Recent online chatter claims China’s rapid sell-down of U.S. Treasuries proves imminent conflict and a coordinated effort by U.S. allies to absorb the fallout. The core trend is real—but the interpretation overshoots the evidence.
Rare Earth Exchanges™ reviewed the data (opens in a new tab) from the U.S. Treasury.
The facts first.
China’s official U.S. Treasury holdings fell to approximately $688.7 billion in October 2025, down from roughly $1.1–$1.2 trillion in 2020 and far below the ~$1.32 trillion peak in 2013. That implies China has sold approximately $400–$500 billion over the past five years, and more than $600 billion from peak, one of the largest sovereign portfolio reallocations in modern financial history. This marks a decisive unwind of the “Chimerica” recycling loop in which Chinese trade surpluses helped fund persistent U.S. deficits.

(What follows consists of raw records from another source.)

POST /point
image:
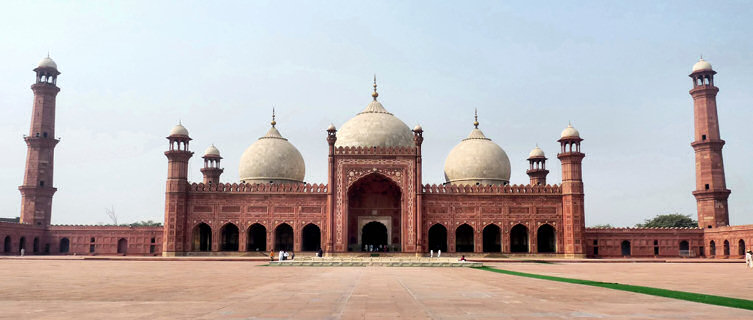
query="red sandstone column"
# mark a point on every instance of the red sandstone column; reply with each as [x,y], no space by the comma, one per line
[711,189]
[37,189]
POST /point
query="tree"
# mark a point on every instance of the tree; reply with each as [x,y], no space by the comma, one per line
[670,220]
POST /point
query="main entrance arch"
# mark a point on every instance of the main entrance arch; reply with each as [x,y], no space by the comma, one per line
[374,200]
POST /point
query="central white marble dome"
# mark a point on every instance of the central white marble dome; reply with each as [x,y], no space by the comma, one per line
[272,159]
[477,160]
[374,127]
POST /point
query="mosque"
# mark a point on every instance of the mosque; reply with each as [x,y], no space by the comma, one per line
[374,198]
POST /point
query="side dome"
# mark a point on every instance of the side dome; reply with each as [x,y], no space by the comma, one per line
[477,160]
[374,127]
[179,130]
[47,62]
[272,159]
[701,65]
[570,132]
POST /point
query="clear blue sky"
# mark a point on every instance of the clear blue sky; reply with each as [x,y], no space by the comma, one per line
[131,70]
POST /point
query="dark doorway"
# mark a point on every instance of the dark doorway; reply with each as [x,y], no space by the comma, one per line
[122,246]
[519,239]
[546,240]
[35,245]
[625,248]
[257,238]
[311,238]
[229,237]
[464,238]
[373,235]
[492,239]
[65,245]
[202,237]
[284,237]
[374,196]
[438,238]
[741,247]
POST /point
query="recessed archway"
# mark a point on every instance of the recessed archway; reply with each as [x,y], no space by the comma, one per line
[284,237]
[492,238]
[546,239]
[311,238]
[202,237]
[257,238]
[438,238]
[464,238]
[519,239]
[374,198]
[229,234]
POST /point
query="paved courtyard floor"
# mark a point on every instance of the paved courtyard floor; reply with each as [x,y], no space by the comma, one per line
[64,289]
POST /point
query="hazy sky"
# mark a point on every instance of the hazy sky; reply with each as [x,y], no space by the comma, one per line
[619,72]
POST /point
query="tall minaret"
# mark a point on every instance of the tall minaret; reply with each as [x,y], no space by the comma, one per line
[37,190]
[537,170]
[711,191]
[176,192]
[573,211]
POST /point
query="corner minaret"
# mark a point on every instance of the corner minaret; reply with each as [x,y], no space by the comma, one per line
[537,170]
[573,211]
[37,190]
[212,169]
[176,192]
[711,191]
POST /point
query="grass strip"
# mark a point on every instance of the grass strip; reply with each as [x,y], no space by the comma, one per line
[681,295]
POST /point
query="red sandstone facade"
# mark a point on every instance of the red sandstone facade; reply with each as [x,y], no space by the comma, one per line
[375,195]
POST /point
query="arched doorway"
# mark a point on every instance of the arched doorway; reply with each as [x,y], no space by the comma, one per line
[546,239]
[519,239]
[492,239]
[284,237]
[65,245]
[625,248]
[374,198]
[229,237]
[438,238]
[122,246]
[257,238]
[374,236]
[22,244]
[464,238]
[311,238]
[35,246]
[202,237]
[741,247]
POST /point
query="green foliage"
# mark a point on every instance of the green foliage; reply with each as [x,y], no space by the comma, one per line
[668,221]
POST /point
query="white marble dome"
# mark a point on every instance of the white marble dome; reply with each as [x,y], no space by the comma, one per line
[47,62]
[701,65]
[374,127]
[570,132]
[536,153]
[212,151]
[179,130]
[272,159]
[477,160]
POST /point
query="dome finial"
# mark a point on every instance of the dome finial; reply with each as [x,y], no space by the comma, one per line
[375,94]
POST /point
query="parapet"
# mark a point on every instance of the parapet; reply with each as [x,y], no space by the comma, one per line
[260,188]
[492,189]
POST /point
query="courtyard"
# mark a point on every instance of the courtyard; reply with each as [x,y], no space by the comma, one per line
[199,289]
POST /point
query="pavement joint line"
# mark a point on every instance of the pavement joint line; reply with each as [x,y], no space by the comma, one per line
[666,293]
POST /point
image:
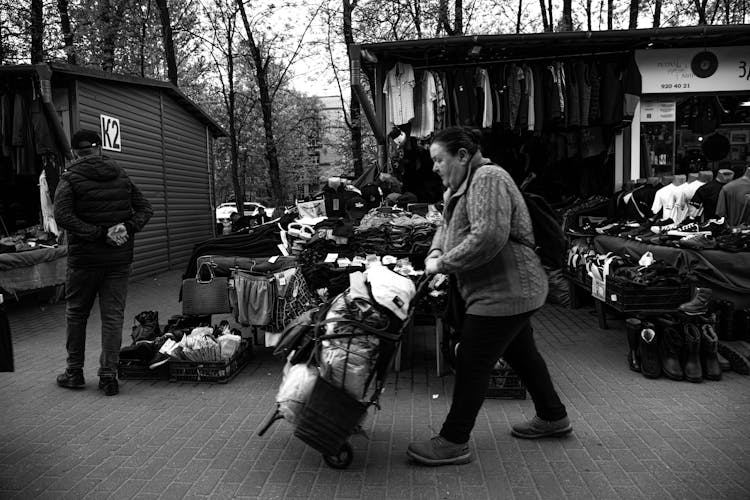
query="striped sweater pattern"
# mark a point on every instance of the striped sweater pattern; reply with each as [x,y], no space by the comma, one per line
[484,221]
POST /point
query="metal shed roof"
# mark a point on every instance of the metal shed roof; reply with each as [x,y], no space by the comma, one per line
[450,51]
[95,74]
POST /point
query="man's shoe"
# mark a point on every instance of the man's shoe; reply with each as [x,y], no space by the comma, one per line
[737,361]
[109,386]
[650,361]
[670,347]
[699,303]
[439,451]
[538,428]
[71,379]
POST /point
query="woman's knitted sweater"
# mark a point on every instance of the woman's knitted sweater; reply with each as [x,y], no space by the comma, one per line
[485,220]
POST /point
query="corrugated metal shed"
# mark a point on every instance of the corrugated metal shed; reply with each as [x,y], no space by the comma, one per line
[166,140]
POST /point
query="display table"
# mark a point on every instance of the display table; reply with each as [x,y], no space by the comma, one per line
[726,273]
[33,269]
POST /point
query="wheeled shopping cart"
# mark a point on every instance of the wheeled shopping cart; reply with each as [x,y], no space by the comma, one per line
[331,414]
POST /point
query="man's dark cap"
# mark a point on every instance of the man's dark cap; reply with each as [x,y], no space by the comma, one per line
[85,138]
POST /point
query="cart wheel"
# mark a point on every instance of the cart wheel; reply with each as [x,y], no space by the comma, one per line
[343,459]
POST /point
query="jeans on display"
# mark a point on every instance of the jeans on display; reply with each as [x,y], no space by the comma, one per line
[81,288]
[484,339]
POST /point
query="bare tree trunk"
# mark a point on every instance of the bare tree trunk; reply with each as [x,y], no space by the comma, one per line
[518,19]
[239,188]
[36,27]
[142,49]
[549,15]
[166,34]
[567,20]
[545,22]
[355,111]
[657,13]
[701,8]
[633,24]
[110,19]
[459,24]
[261,74]
[62,8]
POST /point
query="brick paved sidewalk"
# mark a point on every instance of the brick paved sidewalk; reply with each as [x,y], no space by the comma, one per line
[633,437]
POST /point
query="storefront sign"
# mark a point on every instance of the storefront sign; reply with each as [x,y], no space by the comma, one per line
[700,69]
[658,110]
[111,139]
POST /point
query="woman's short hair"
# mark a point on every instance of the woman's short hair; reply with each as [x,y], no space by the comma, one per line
[455,138]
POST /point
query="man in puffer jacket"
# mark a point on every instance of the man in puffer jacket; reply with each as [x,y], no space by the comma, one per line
[101,209]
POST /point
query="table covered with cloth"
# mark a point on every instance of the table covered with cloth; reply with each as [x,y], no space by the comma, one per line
[713,268]
[33,269]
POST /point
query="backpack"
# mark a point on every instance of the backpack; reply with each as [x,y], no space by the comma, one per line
[551,245]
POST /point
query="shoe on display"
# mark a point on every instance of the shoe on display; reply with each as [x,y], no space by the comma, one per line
[671,344]
[109,386]
[709,353]
[698,241]
[537,428]
[439,451]
[71,379]
[693,370]
[650,362]
[633,330]
[699,303]
[737,361]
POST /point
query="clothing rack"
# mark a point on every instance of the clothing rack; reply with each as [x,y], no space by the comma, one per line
[525,59]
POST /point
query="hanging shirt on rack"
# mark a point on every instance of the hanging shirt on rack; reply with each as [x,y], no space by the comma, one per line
[484,84]
[425,95]
[671,200]
[529,79]
[399,89]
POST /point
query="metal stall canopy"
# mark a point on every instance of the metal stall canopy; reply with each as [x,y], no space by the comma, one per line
[375,59]
[160,137]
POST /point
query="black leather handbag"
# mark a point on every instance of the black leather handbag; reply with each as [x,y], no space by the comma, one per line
[205,296]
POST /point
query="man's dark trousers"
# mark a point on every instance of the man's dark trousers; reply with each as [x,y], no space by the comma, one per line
[484,339]
[82,287]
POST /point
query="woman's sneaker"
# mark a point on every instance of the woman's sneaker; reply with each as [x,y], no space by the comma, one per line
[71,379]
[538,428]
[109,386]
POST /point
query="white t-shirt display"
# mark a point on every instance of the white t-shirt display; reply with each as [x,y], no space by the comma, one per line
[399,89]
[424,114]
[673,202]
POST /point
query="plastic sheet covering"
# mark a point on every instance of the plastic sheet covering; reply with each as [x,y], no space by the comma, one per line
[295,389]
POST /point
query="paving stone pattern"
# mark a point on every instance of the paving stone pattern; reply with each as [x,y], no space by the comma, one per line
[633,437]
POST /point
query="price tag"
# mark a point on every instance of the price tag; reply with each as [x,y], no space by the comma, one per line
[598,289]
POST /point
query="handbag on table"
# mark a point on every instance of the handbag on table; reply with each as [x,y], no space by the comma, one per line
[205,296]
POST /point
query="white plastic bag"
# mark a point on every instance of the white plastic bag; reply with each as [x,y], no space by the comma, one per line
[295,389]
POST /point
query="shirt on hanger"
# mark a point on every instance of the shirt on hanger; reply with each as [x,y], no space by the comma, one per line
[425,96]
[399,89]
[671,200]
[484,84]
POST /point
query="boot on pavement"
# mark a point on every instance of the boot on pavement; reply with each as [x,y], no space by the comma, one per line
[709,353]
[650,363]
[670,347]
[633,330]
[693,371]
[699,303]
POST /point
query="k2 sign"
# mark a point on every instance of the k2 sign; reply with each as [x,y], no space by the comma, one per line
[111,139]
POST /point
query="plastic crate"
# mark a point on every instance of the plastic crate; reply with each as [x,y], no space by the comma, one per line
[214,372]
[128,369]
[328,419]
[644,298]
[506,384]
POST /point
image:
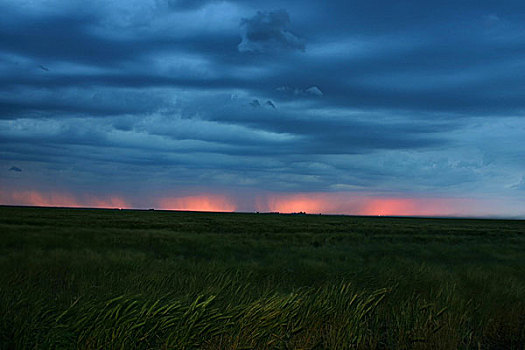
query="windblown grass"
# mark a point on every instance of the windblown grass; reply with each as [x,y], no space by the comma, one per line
[117,280]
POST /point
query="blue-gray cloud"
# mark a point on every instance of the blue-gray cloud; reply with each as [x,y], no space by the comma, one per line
[318,96]
[268,31]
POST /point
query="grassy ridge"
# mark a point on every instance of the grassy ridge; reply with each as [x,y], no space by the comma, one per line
[113,279]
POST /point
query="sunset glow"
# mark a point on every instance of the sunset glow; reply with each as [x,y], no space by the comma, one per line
[198,203]
[345,203]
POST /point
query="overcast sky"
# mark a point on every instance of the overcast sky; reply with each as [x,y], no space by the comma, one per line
[363,107]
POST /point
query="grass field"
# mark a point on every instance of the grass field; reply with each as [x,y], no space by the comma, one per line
[108,279]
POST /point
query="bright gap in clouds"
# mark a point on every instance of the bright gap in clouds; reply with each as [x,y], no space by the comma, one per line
[311,203]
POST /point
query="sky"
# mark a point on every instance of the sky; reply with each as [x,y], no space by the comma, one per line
[349,107]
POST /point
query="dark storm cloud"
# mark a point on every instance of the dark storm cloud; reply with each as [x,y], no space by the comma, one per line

Motives: decoupling, not proven war.
Much of the commentary frames this as war preparation, often citing the 2022 freezing of Russian reserves as a catalyst. Sanction risk is a credible factor, but not the only one. Other drivers plausibly include concern over U.S. debt sustainability, inflation, and duration risk following rate hikes, renminbi management, and diversification away from assets subject to U.S. jurisdiction. Rising trade and technology tensions likely reinforce this logic. None of these factors, individually or collectively, proves a near-term conflict timeline.
Who’s buying? The “bag-holder alliance” claim needs caution.
Japan remains the largest foreign holder of U.S. Treasuries. Reported U.K. holdings surged to roughly $878 billion, while Belgium’s line item has risen into the mid-$400 billion range in recent TIC data. That looks dramatic—but both are major custody hubs (Belgium via Euroclear). TIC country labels often reflect where securities are held, not the ultimate beneficial owner. Coordinated G7 buying is possible, but not demonstrated. The more defensible conclusion is that ownership is shifting toward allied jurisdictions and custodial centers—raising potential fragility if those holders later reverse course.
From paper to things.
China is clearly reallocating toward gold, oil storage, industrial metals (notably copper), and grain. This supports a resilience or autarky narrative—sanction-proofing and supply-chain security—whether or not conflict materializes.
Bottom line: China’s Treasury exit is real and consequential. What remains uncertain is intent. What is clear is a trend toward structural financial decoupling—and a U.S. Treasury market increasingly reliant on fewer, more politically sensitive holders.